As you all know, talking about the language used around cancer is so important to me, and Katie taught me a lot about why certain words and phrases bothered me so much. I guess she had been living with cancer for some time when I jumped on the scene, so she was my guide. And whenever talking about these things I now think not only about me and my situation, but Katie and others who are in totally different situations and how things might come across to them. She led the way in vulnerability and honesty.
But we didn’t just talk about cancer and progression. I’ve been reading back over our conversations since it all started with our first interaction when I was trying to be open minded about reiki: watching our lives unfold as we told each other more and more about ourselves, sharing photos, and many declarations of love as our friendship grew from people who interacted on twitter to proper, true friends who would tell each other any news we had and share in the experience, be it good or bad things. We wanted to know what each other was eating for dinner, what we were doing on the weekend, we lapped up details of each other’s lives.
In those last few days that she was dying, I got this overwhelming feeling of ripples spreading throughout the world as Keith let people know online and people started to realise, the twitter world were contacting me to say that they were thinking of me, having seen first hand the public snippets of our friendship. Even people I had never spoken to before reached out. They knew.
I think she worried about being forgotten. Don’t we all? That when we no longer breathe, the memory of us will die too. That we will leave no legacy. But I felt her legacy in those days. I had known it prior, but it wasn’t until then that I really felt it. I pictured the webs connecting point to point across the world, starting in Ottawa and moving outwards until they traversed the whole globe. The different ways we had all been connected through Katie.
I take Katie with me every day. I have since I first met her. She’s there in every thing I do, every conversation I have, the way I conduct myself through life, in the advice and support I give to others. And I still want to message her when something good or bad happens so we can chat about it. But I can’t. I don’t think that ever goes away. Though I can check in on her family. You never want to make a nuisance of yourself but I’ll just keep myself in the periphery. These people mean so much to me and I won’t leave them.
I’ll say one thing, selfishly, about knowing someone you know is going to die (I know I’ve said it before, but I’ll say it again)… It gives you the chance to tell them how much they mean to you. Isn’t that a ridiculous thing to say? That you wait until someone is dying to tell them just how important they are? I like to think I tell my friends and family how much I appreciate them. Perhaps I’m more inclined to after a few drinks, but I have always made a point of telling people when they mean something to me. Even just if it’s just something small that I’ve appreciated. Don’t take for granted that the people you know will always be there. I told Katie regularly how much I love and appreciate her and how much she means to me so I have no regrets that she didn’t know how important she was or that there was anything left unsaid.

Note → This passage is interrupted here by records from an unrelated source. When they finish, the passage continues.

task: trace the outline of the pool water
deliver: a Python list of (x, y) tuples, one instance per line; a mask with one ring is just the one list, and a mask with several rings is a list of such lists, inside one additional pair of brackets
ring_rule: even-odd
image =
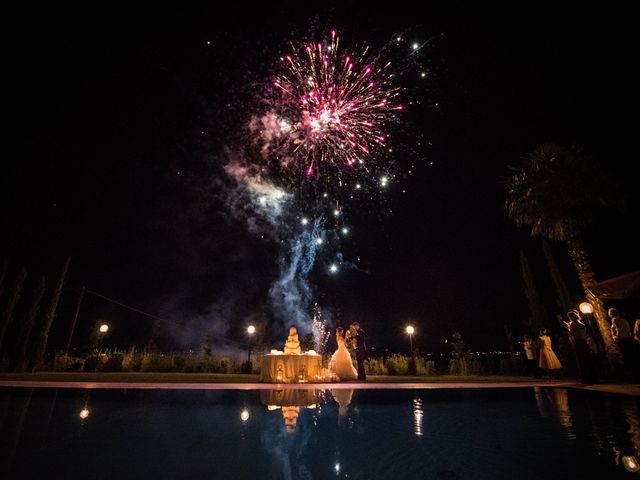
[(0, 478), (638, 478), (638, 397), (0, 388)]

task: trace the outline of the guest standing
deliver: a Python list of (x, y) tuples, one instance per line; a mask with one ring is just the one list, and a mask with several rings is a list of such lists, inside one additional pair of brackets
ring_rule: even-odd
[(538, 351), (540, 352), (540, 362), (538, 366), (547, 371), (549, 379), (560, 378), (560, 369), (562, 364), (551, 348), (551, 338), (547, 335), (547, 329), (541, 328), (538, 336)]

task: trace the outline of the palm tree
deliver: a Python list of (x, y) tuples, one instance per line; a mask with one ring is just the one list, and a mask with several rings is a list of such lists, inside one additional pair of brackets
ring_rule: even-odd
[(590, 158), (575, 149), (545, 143), (529, 152), (507, 180), (505, 202), (509, 218), (531, 228), (532, 236), (562, 241), (582, 282), (582, 288), (614, 367), (622, 356), (611, 336), (602, 301), (591, 293), (595, 283), (582, 230), (602, 207), (621, 206), (623, 200), (612, 180)]

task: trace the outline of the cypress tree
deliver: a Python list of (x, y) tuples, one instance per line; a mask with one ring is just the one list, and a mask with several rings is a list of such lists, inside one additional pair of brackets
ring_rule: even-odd
[(49, 330), (51, 330), (51, 325), (53, 324), (53, 319), (56, 315), (58, 301), (60, 300), (60, 295), (62, 294), (62, 286), (64, 285), (64, 279), (67, 275), (70, 261), (71, 257), (68, 257), (67, 261), (64, 262), (64, 265), (58, 277), (58, 282), (56, 283), (55, 289), (51, 294), (51, 299), (49, 300), (49, 304), (47, 305), (43, 317), (42, 327), (40, 329), (40, 332), (38, 332), (38, 336), (33, 342), (33, 355), (31, 355), (29, 358), (29, 370), (35, 370), (36, 366), (40, 365), (44, 360), (44, 352), (47, 348), (47, 342), (49, 341)]
[[(11, 324), (13, 320), (13, 311), (16, 308), (16, 304), (18, 300), (20, 300), (20, 294), (22, 293), (22, 286), (24, 285), (24, 280), (27, 278), (27, 269), (22, 267), (16, 276), (16, 279), (13, 282), (13, 286), (9, 291), (9, 298), (7, 299), (7, 303), (2, 309), (2, 313), (0, 314), (0, 351), (2, 348), (2, 341), (4, 340), (4, 335), (7, 331), (7, 327)], [(7, 349), (4, 348), (6, 351)]]
[(4, 291), (4, 277), (7, 274), (7, 266), (9, 265), (9, 260), (2, 260), (2, 266), (0, 266), (0, 300), (2, 300), (2, 292)]
[(23, 370), (25, 368), (25, 356), (27, 354), (27, 347), (29, 345), (29, 338), (31, 336), (31, 331), (33, 330), (33, 325), (36, 322), (36, 317), (40, 310), (40, 304), (42, 303), (44, 290), (45, 278), (44, 276), (42, 276), (38, 280), (36, 288), (33, 291), (31, 304), (29, 305), (29, 309), (27, 310), (22, 324), (20, 325), (18, 340), (16, 342), (16, 348), (12, 358), (12, 367), (15, 370)]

On her twitter bio she says ‘eternally on the brink of greatness’. But my dear Katie, you are not on the brink. You are eternally great. You were far too humble to ever really understand the effect you’ve had on the world, but I know you took great pride in everything you did because you were doing some fantastic work and there’s no denying that. I will love you forever and I will make sure people never stop hearing about you. You are and will always be a guiding light in my world.